The Snowflake Feature Store is part of the Snowpark ML Python package, snowflake-ml-python. For installation instructions, see Installing Snowpark ML.

Key Concepts

Within Snowflake, feature stores are schemas. You may create as many feature stores as you need and organize them in the databases you choose. See Creating or Connecting to a Feature Store.

A feature store contains feature views. A feature view encapsulates a pipeline for transforming raw data into one or more related features that are refreshed from the data source at the same time. Inside Snowflake, a feature view is a dynamic table or a view. See Creating and Using Feature Views.

Tip

Users who have access to multiple feature stores can combine feature views from more than one feature store to create training and inference datasets

A feature view can be materialized based on a specific table. Features in the materialized feature view are updated incrementally and efficiently as the source table receives new data. A materialized feature view is a Snowflake dynamic table. (This is different from a materialized view.)

Feature views are organized in the feature store according to the entity to which they apply. An entity is a higher-level abstraction that represents what the features are about. For example, in a movie streaming service, the main entities might be users and movies. Raw movie data and user activity data can be converted into useful features such as per-movie viewing time and user session length. See Creating and Registering Entities.

Examples

You can find example notebooks for getting started in the open source Snowflake-Labs. Specifically, you can find four Jupyter notebooks:

  • Feature Store Quickstart

  • Feature Store API Overview

  • End-to-end ML with Feature Store and Model Registry

  • Manage features in DBT with Feature Store

For a more advanced example of Feature Store concepts and end-to-end feature and ML pipelines, see this quickstart.

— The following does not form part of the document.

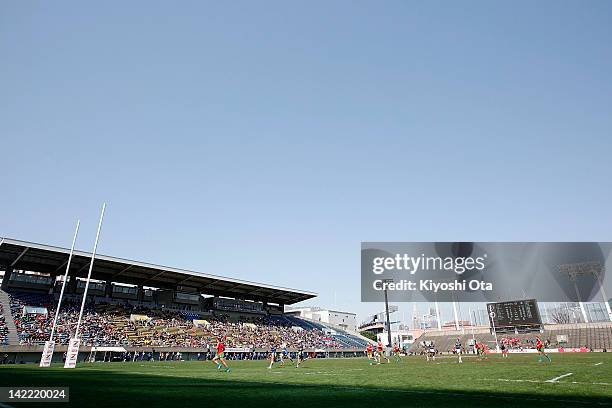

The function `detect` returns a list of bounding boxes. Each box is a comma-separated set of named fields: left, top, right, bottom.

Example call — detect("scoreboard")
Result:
left=487, top=299, right=542, bottom=328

For common feature and query patterns, see this Common feature and query patterns.

Note

These quickstarts are only shown as an example, and following along with the example may require additional rights to third-party data, products, or services that are not owned or provided by Snowflake. Snowflake does not guarantee the accuracy of this example.

Feature Store Back End and Data Model

Feature store objects map directly to Snowflake objects. All feature store objects are therefore subject to Snowflake access control rules.

Feature store object

Snowflake object

feature store

schema

feature view

dynamic table (internal features) or view (external features)

entity

tag

feature

column in a dynamic table (internal features) or view (external features)

Properties of feature views (such as name and entity) are implemented as tags on dynamic tables or views.

You can query or manipulate the Snowflake objects directly using SQL. Changes you make via SQL are reflected in the Python API.

All objects of a Snowflake Feature Store are stored in the feature store’s schema. You can easily delete an entire feature store by dropping the schema (but make sure the schema doesn’t contain other resources).